Durante muito tempo, temáticas essenciais para a população negra foram tratadas - pelo Instituto ou com o seu apoio - sem verdadeira corporeidade, ignorando vozes negras. Além disso, contam-se nos dedos das mãos as pessoas negras que transitaram pelos espaços decisórios do IBCCRIM.
Essa (in)ação relegou ao povo preto o indigno lugar de objeto de estudo, como se fossem pessoas incapazes de produzir conhecimento e destituídas de agência.
Porém, quem, senão as pessoas negras deste país, principalmente as mulheres negras, estão na vanguarda das mais importantes articulações para repensar e desarticular este Estado genocida? Quem, senão as famílias negras, têm combatido nesse estado letal produtor de chacinas à luz do dia, televisionadas e mobilizadoras de campanhas eleitorais?
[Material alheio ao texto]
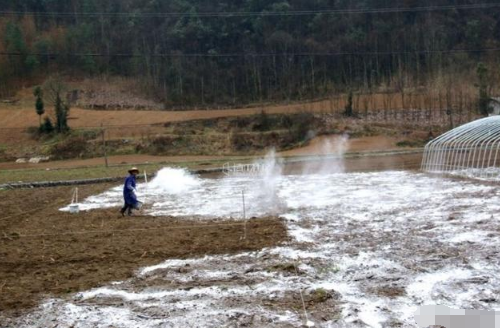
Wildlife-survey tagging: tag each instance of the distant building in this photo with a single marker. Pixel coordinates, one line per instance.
(494, 106)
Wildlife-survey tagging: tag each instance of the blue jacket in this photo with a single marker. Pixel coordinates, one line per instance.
(128, 190)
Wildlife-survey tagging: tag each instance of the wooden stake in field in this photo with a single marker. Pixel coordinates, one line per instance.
(104, 145)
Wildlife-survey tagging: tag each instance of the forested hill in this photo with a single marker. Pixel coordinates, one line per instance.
(239, 51)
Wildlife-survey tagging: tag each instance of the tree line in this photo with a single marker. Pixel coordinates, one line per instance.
(265, 50)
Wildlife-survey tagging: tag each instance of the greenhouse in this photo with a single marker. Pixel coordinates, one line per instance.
(471, 150)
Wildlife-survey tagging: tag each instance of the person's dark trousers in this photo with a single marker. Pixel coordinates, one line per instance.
(125, 208)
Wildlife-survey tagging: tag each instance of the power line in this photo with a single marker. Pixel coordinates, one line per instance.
(258, 14)
(253, 54)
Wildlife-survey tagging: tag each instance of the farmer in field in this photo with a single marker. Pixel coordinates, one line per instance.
(129, 195)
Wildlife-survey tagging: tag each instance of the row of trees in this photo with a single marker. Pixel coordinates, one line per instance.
(197, 59)
(54, 90)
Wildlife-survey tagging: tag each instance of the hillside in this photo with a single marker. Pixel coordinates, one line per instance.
(188, 53)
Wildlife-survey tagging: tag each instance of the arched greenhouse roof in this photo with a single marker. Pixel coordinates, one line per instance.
(470, 150)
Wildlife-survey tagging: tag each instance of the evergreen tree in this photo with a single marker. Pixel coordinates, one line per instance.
(39, 105)
(484, 99)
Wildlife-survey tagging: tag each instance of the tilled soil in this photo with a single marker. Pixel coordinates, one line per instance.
(45, 252)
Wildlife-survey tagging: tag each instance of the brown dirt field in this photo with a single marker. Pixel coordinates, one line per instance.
(360, 164)
(45, 252)
(22, 115)
(315, 147)
(25, 117)
(320, 145)
(112, 160)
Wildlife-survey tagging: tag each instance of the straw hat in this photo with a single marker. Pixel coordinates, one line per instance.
(134, 169)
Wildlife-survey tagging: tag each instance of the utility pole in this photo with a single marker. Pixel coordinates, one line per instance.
(103, 132)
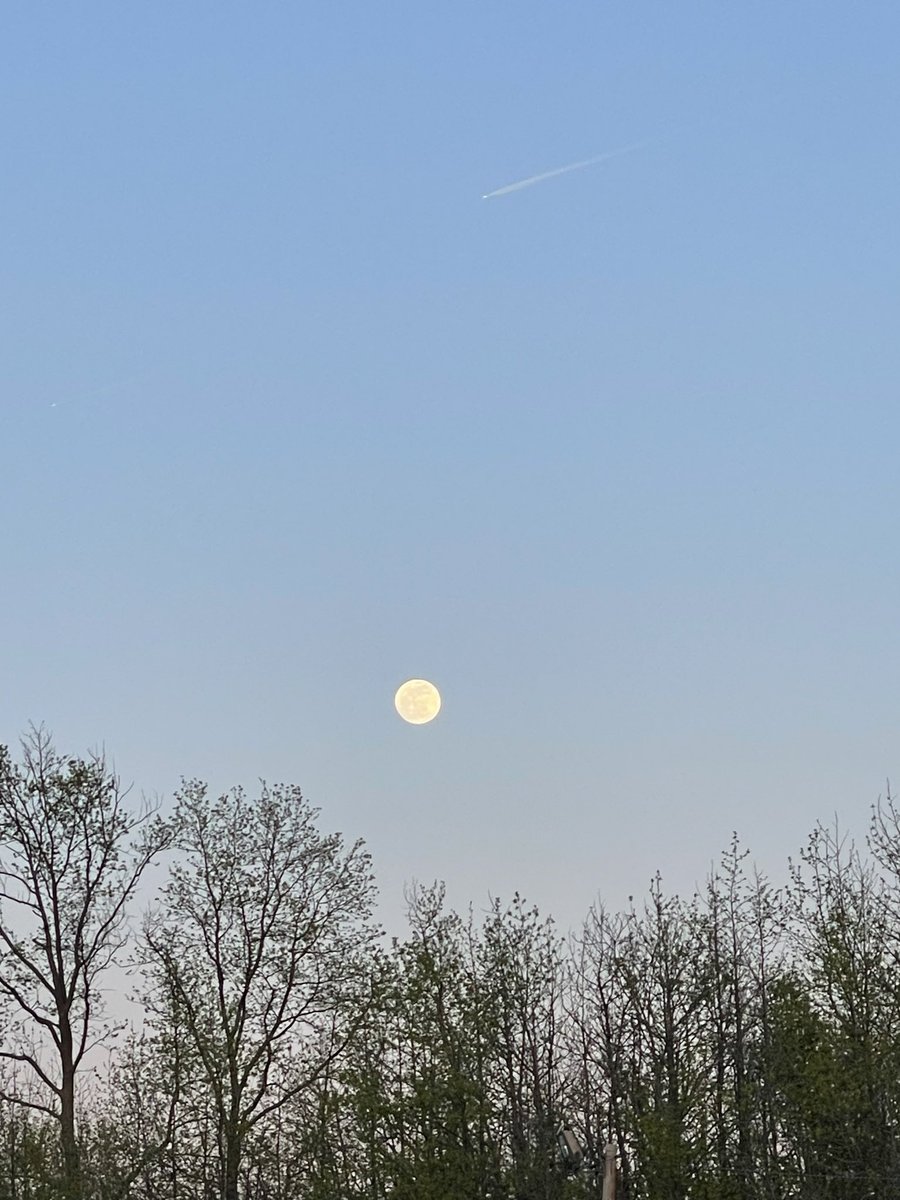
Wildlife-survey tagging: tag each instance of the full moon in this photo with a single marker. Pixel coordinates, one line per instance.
(418, 701)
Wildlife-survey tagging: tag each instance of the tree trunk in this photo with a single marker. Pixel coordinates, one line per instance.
(69, 1144)
(232, 1164)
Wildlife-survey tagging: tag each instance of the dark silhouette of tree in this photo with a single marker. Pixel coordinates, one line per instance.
(71, 857)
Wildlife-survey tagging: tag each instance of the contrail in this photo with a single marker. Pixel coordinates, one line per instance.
(559, 171)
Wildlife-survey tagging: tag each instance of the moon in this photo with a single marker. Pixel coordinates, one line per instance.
(418, 701)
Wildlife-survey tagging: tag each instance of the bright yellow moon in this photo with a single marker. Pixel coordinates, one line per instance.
(418, 701)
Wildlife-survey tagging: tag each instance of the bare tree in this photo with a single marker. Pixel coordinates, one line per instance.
(71, 857)
(261, 942)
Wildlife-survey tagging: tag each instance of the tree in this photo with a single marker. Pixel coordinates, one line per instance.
(261, 945)
(71, 857)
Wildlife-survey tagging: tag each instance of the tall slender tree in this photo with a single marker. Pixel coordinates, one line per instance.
(259, 942)
(71, 857)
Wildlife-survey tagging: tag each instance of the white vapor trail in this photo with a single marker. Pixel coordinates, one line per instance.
(559, 171)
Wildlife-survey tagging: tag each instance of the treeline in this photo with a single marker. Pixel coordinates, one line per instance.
(741, 1043)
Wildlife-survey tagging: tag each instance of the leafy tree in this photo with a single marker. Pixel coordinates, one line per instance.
(259, 945)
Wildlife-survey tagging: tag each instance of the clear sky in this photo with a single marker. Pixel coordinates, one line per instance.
(291, 414)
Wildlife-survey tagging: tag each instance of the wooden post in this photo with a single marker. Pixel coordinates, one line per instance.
(610, 1173)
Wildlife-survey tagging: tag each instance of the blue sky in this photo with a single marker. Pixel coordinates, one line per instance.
(289, 414)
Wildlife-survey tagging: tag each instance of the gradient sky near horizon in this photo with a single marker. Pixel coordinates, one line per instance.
(291, 414)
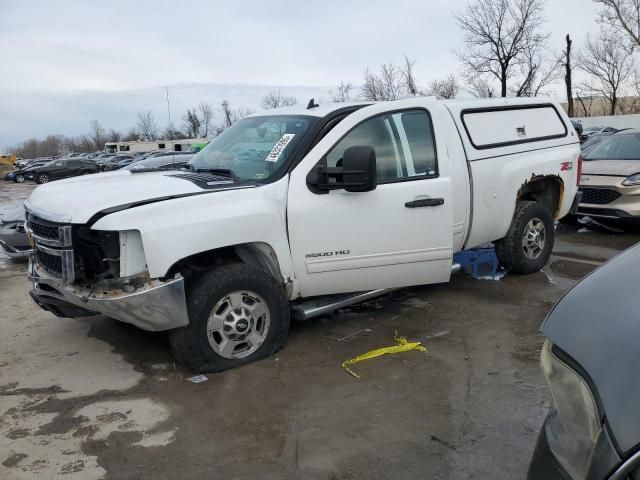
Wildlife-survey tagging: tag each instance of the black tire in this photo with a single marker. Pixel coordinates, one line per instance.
(511, 249)
(191, 344)
(42, 178)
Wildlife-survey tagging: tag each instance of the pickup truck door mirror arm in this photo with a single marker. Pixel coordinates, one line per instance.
(357, 173)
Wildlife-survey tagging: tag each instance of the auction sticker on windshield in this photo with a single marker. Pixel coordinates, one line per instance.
(279, 147)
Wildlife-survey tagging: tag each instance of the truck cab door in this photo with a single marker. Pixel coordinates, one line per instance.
(398, 234)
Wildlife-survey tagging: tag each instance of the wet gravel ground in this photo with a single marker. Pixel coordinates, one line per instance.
(99, 399)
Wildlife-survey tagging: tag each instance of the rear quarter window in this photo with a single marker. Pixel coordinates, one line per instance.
(499, 127)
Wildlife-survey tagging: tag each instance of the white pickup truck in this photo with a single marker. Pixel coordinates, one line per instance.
(290, 207)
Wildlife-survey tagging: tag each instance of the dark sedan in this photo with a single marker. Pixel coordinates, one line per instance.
(20, 175)
(590, 360)
(164, 162)
(62, 168)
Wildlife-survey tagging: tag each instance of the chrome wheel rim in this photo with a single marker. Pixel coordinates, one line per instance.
(238, 324)
(533, 239)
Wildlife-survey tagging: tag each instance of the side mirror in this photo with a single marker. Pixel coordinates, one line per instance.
(357, 172)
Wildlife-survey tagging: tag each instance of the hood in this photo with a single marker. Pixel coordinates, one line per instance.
(613, 168)
(15, 214)
(598, 324)
(78, 199)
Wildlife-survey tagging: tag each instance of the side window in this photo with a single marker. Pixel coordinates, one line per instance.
(420, 146)
(403, 142)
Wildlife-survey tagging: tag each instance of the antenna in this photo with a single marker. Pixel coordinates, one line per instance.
(173, 158)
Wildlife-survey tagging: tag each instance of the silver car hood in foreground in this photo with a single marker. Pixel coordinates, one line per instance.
(598, 325)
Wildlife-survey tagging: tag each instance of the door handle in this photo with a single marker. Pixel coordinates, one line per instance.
(425, 202)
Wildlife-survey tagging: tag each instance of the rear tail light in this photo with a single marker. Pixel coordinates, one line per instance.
(579, 170)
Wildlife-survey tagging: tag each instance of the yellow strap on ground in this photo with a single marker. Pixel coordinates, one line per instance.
(403, 346)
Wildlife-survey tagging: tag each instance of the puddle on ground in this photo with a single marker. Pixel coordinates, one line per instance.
(571, 269)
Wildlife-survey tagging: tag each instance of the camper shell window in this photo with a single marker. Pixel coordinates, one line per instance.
(512, 125)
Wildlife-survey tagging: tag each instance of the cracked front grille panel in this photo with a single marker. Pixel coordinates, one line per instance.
(43, 229)
(598, 196)
(51, 263)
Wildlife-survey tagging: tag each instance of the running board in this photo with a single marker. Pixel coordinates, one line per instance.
(322, 305)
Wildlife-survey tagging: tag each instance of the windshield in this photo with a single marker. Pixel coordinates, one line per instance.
(255, 147)
(617, 147)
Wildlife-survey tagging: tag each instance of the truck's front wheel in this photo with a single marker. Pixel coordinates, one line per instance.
(529, 242)
(237, 314)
Além de trabalhar na denúncia acerca da seletividade do sistema de justiça criminal, que, como se sabe, mantem um status quo até mesmo pela composição excludente do Judiciário, do Ministério Público, das Defensorias Públicas e da Advocacia criminal -, é necessário que o racismo instalado nas instituições seja enfrentado de maneira ativa, o que não será possível sem a participação de pessoas negras.
Negar a existência do tratamento indigno nas próprias instituições, como produto de um negacionismo insidioso e apagamento histórico, retira a verdadeira compreensão desse fenômeno racista, que, pelo contrário, pode ser assimilado ao se proporcionar a efetiva inserção de pessoas negras que, de uma ou de outra forma, passaram pelas mazelas do racismo.
O ano de 2022 foi emblemático para o Instituto. A instituição de cota de 20% de pessoas negras na Diretoria Executiva, como regra obrigatória para todas as gestões, vincula o IBCCRIM a incorporar a diversidade racial na sua rotina. É um caminho de enfrentamento ao racismo estrutural que não tem mais volta.
O espírito do IBCCRIM, que se somou a uma histórica luta negra, possibilitou que hoje se tenha a consciência disruptiva de que o Instituto e as Ciências Criminais não podem mais ser conduzidos somente por pessoas brancas.
De fato, não há outro caminho senão ressignificar as finalidades do Instituto na constante defesa da dignidade humana sob este despertar consciente para enfrentamento de todos os desafios futuros. Mudanças verdadeiras não podem ser reduzidas a declarações, mas dependem da revisão conceitual da postura ante o racismo, que mobiliza o aparato estatal para subjugar pessoas negras, reproduzindo e atualizando suas formas de violência. Enfim, surgem novos tempos e que sucedam novas perspectivas que possibilitem enxergar as Ciências Criminais com o atravessamento de questões raciais, de gênero e demais interseccionalidades.
Isso é o que manterá o IBCCRIM cumprindo o seu permanente propósito de se mobilizar contra toda e qualquer forma de arbítrio, comprometendo-se com a efetiva participação de pessoas negras nas Ciências Criminais.